The fact that "Gandhi" actually is a pretty darn good biopic keeps "Blade Runner" from placing higher on our list. But let's face it, without Ben Kingsley, what have you got? At best, an Emmy-worthy miniseries.


4. "The Empire Strikes Back" vs. "Ordinary People" (1980)

Yeah, we know the original "Star Wars" was nominated -- and lost -- in 1977, but that's not such a glaring error. Woody Allen's "Annie Hall" is still a classic from another under-represented genre: comedy.

Besides, everyone knows that "Empire" is the best installment of the "Star Wars" franchise. It introduced Boba Fett!

So, what film won Best Picture that year? "Ordinary People." Yeah, we had to look it up, too. Amazingly, it has Timothy Hutton in a critical role.


3. "The Matrix" vs. "American Beauty" (1999)
This one should have been easy. "The Matrix" featured a mind-bending story, truly revolutionary special effects, and a complete reinvention of cinematic technique.
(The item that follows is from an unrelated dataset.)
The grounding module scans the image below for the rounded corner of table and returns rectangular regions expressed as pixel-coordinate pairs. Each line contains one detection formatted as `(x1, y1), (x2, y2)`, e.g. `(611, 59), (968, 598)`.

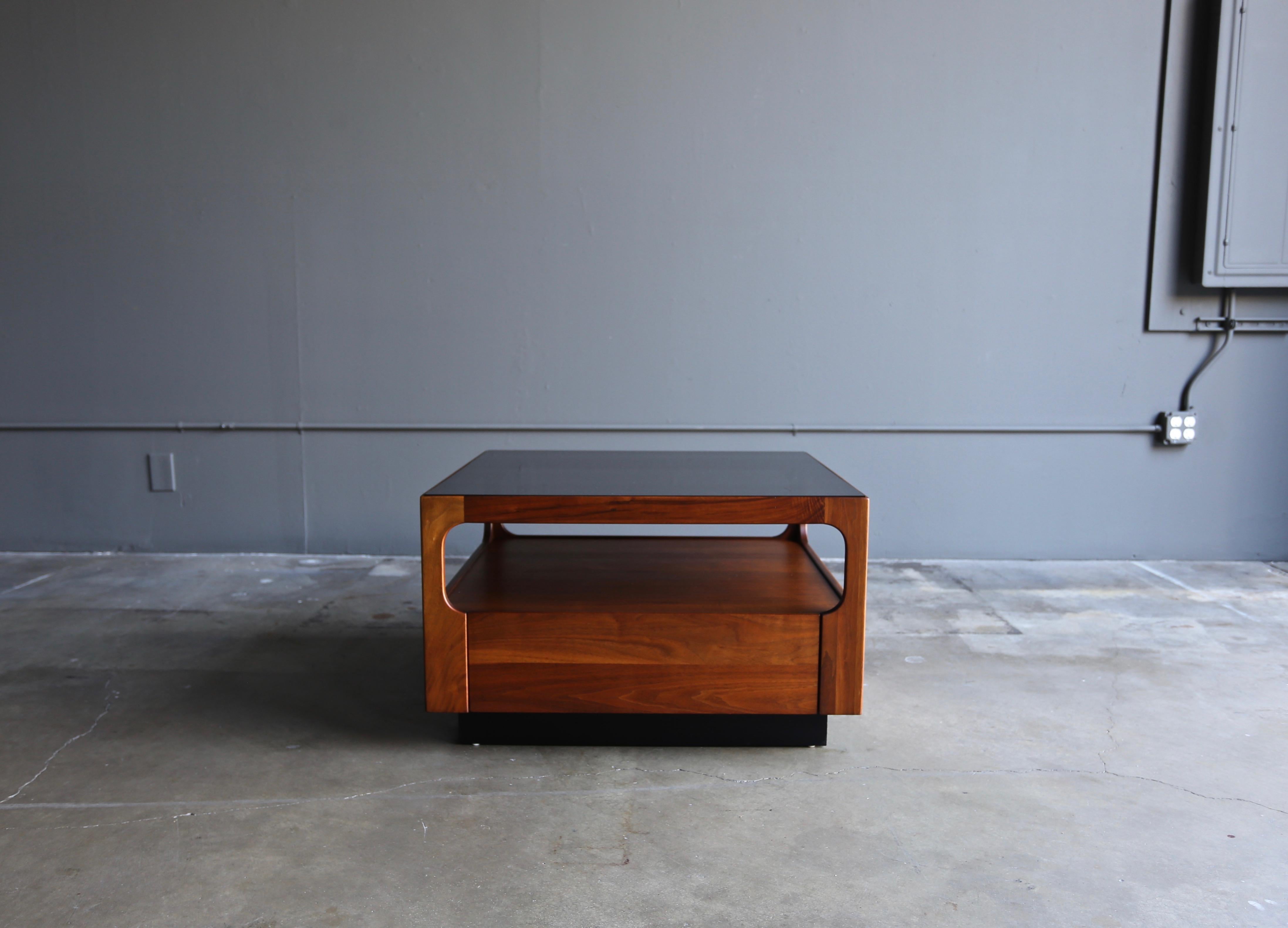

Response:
(818, 495), (868, 715)
(420, 494), (469, 711)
"American Beauty" had Kevin Spacey spanking it in the shower to Mena Suvari, and a crucial cameo by a floating plastic grocery bag.
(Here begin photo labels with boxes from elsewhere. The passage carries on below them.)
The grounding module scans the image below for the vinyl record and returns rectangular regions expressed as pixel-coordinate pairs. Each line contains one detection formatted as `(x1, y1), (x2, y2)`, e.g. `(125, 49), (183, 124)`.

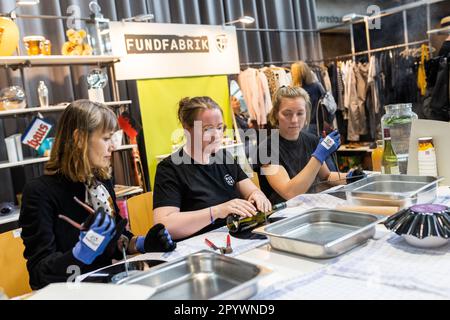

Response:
(384, 204), (450, 239)
(82, 260), (166, 283)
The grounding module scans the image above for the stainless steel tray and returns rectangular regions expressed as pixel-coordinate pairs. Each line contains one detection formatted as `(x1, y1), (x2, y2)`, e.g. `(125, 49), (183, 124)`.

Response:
(343, 175), (443, 209)
(120, 251), (271, 300)
(253, 209), (386, 259)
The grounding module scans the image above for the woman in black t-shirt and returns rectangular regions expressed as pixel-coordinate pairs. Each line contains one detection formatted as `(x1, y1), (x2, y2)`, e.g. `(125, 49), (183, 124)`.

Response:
(259, 87), (362, 203)
(19, 100), (175, 289)
(153, 97), (272, 239)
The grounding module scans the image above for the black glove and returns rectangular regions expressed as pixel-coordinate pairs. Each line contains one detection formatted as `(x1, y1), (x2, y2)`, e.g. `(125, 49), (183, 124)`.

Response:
(136, 223), (177, 253)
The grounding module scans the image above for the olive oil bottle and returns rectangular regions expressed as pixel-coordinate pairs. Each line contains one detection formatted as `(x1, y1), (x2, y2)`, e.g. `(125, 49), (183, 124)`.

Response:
(227, 202), (287, 233)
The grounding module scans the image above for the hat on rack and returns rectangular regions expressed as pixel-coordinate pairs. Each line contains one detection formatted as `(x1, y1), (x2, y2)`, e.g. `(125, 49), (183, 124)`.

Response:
(441, 16), (450, 28)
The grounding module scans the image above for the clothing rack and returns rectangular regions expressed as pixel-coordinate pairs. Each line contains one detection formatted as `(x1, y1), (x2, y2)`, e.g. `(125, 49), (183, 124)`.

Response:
(320, 0), (444, 61)
(323, 39), (428, 61)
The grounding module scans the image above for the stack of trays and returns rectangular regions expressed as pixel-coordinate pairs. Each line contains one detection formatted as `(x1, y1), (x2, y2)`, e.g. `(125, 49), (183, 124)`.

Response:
(254, 209), (385, 259)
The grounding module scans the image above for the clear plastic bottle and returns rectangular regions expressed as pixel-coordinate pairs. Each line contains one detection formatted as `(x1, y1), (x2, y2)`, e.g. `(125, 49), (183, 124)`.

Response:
(381, 103), (418, 174)
(372, 140), (384, 172)
(38, 81), (49, 107)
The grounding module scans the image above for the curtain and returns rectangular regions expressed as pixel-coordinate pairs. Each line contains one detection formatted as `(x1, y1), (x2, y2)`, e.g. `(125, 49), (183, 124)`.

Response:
(0, 0), (322, 202)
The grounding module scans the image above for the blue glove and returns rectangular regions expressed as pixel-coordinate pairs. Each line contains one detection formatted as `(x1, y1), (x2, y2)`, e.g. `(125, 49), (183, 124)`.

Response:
(136, 223), (177, 253)
(347, 169), (367, 184)
(72, 208), (116, 265)
(312, 130), (341, 163)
We're all about rose-petal-covered honeys, but beyond that, you need to pour Red Bull over your popcorn to stay awake during this overrated flick.

2. "Alien" vs. "Kramer vs. Kramer" (1979)
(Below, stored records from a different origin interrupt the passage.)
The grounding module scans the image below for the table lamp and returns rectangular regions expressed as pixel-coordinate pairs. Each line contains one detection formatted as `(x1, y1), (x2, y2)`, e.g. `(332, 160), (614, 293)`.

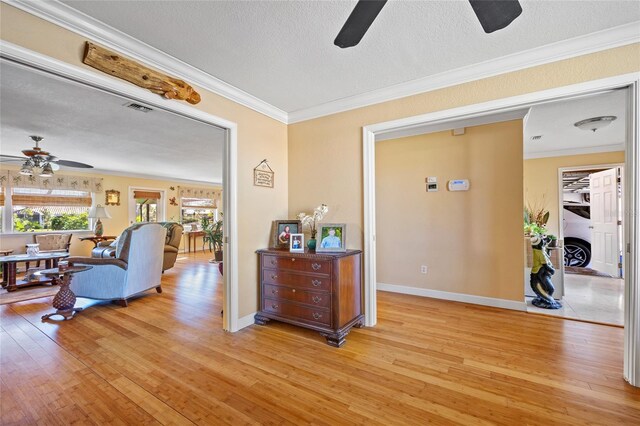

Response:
(89, 204), (111, 237)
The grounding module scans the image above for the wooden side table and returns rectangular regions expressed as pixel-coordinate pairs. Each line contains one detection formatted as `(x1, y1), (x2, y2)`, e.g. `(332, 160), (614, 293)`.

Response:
(36, 265), (92, 321)
(78, 235), (116, 248)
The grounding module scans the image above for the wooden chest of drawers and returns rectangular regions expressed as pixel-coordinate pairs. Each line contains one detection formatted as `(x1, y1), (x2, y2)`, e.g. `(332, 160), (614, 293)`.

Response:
(255, 249), (364, 347)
Come to think of it, that sounds like a pretty good sequel idea -- at least as good as "Alien 3."

Scott's "Alien" is a work of art -- a masterpiece of suspense worthy of Hitchcock. Set in a grimy future, it has influenced nearly every sci-fi and horror movie that followed it.

If there's a flaw to "Alien," it's that no matter how many times you watch it, Ripley isn't going to lose the underwear.

On the other hand, "Kramer vs. Kramer" retains all the relevance of CB-radio lingo. Wow -- Mommy and Daddy got divorced? Did it make you cry tears of acid? Fail.

1. "2001: A Space Odyssey" vs. "Oliver!" (1968)

"Open the Kubrick-winning envelope, HAL."

"I'm sorry, Dave. I'm afraid I can't do that."

Criminally, none of Stanley Kubrick's films ever won a Best Picture award; worse, "2001" wasn't even nominated. While the auteur's meditative space epic has its flaws (pacing, flat-lining actors), we think Kubrick should have jettisoned the competition into the icy vacuum of space.

You say you want music? There's not a cubicle slave on Earth who can't finish the chorus to "Daisy." Now, name me one song from inexplicable winner "Oliver!" Our point exactly. Let's hope the Academy has better sense this year.